Sponge description: The sponge (SS-156: Order Agelasida, Family Agelasidae, Agelas sp.) with smooth, finely conulose surface collected at Kerama Islands, Okinawa, was kept frozen until used. Mesohyl is compact with large internal canals. Sponges are firm, springy and compressible. Skeleton is dense, reticulate fibre skeleton, with grainy texture over fibres, echinated by verticillate spined acanthostyles. Fibres sparsely cored by spicules, more coring of spicules towards surface of sponge. Spicules are verticillate, regularly spined acanthostyles, 170x15 µm.
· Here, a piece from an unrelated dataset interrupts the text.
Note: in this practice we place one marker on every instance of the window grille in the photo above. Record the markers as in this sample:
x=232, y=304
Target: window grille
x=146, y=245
Isolation of 2-debromonagelamide U (1), 2-debromomukanadin G (2), and 2-debromonagelamide P (3): The sponge Agelas sp. (6.3 kg, wet weight) was extracted with MeOH (6 L x 3) to give the extract (424.0 g). A part of the extract (205.6 g) was partitioned successively with n-hexane (800 mL x 3), n-BuOH (800 mL x 3), and water (800 mL). The n-BuOH-soluble materials (77.1 g) were subjected to a silica gel column (CHCl3/MeOH/AcOH, 80:20:2→0:100:2) to give six fractions (frs. 1–6). Separation of fr. 3 on a TOYOPEARL HW-40 column (MeOH/H2O/TFA, 30:70:0.1→100:0:0.1) afforded six fractions (frs. 3.1–6), and fr. 3.4 was separated by a C18 column (MeOH/H2O/TFA, 20:80:0.1→100:0:0.1) to give seven fractions (frs. 3.4.1–7). Fr. 3.4.2 was purified using C18 HPLC (YMC ODS-AQ, 20 x 250 mm; flow rate 5.0 mL/min; UV detection at 254 nm; eluent MeCN/H2O/TFA, 25:75:0.1) to isolate 2-debromomukanadin G (2, 10.9 mg). Fr. 3.4.5 was loaded on a Sephadex LH-20 column (MeOH/H2O/TFA, 20:80:0.1→100:0:0.1) chromatography to give five fractions (frs. 3.4.5.1–5). Fr. 3.4.5.4 was purified by C18 HPLC (YMC ODS-AQ, 20 x 250 mm; 5.0 mL/min; 254 nm; MeCN/H2O/TFA, 30:70:0.1, and then YMC Hydrosphere C18, 10 x 250 mm; 2.5 mL/min; 254 nm; MeCN/H2O/TFA, 23:77:0.1) to afford 2-debromonagelamide P (3, 6.7 mg). Separation of fr. 4 using a TOYOPEARL HW-40 column (MeOH/H2O/TFA, 10:90:0.1→100:0:0.1) and a Sephadex LH-20 column (MeOH/H2O/TFA, 10:90:0.1→100:0:0.1) gave a fraction containing bromopyrrole alkaloids. The fraction was purified by C18 HPLC (YMC ODS-AQ, 20 × 250 mm, 5.0 mL/min, 254 nm, MeCN/H2O/TFA, 15:85:0.1) and HILIC HPLC (Cosmosil HILIC, 10 × 250 mm, 3.0 mL/min, 254 nm, MeCN/H2O, 87:13) to isolate 2-debromonagelamide U (1, 1.7 mg).
2-Debromonagelamide U (1). Colorless amorphous solid; [α]21D +14.3 (c 0.025, MeOH); UV (MeOH) νmax 209 (ε 17200 sh) and 268 (4200) nm; IR (KBr) λmax 3444, 1684, and 1673 cm-1; ESIMS m/z 449 and 451 (1:1) [M–H]-; HRESIMS: m/z 449.02591 [M–H]- (calcd for C13H18N6O579BrS, 449.02482; 1H and 13C NMR (Table 1).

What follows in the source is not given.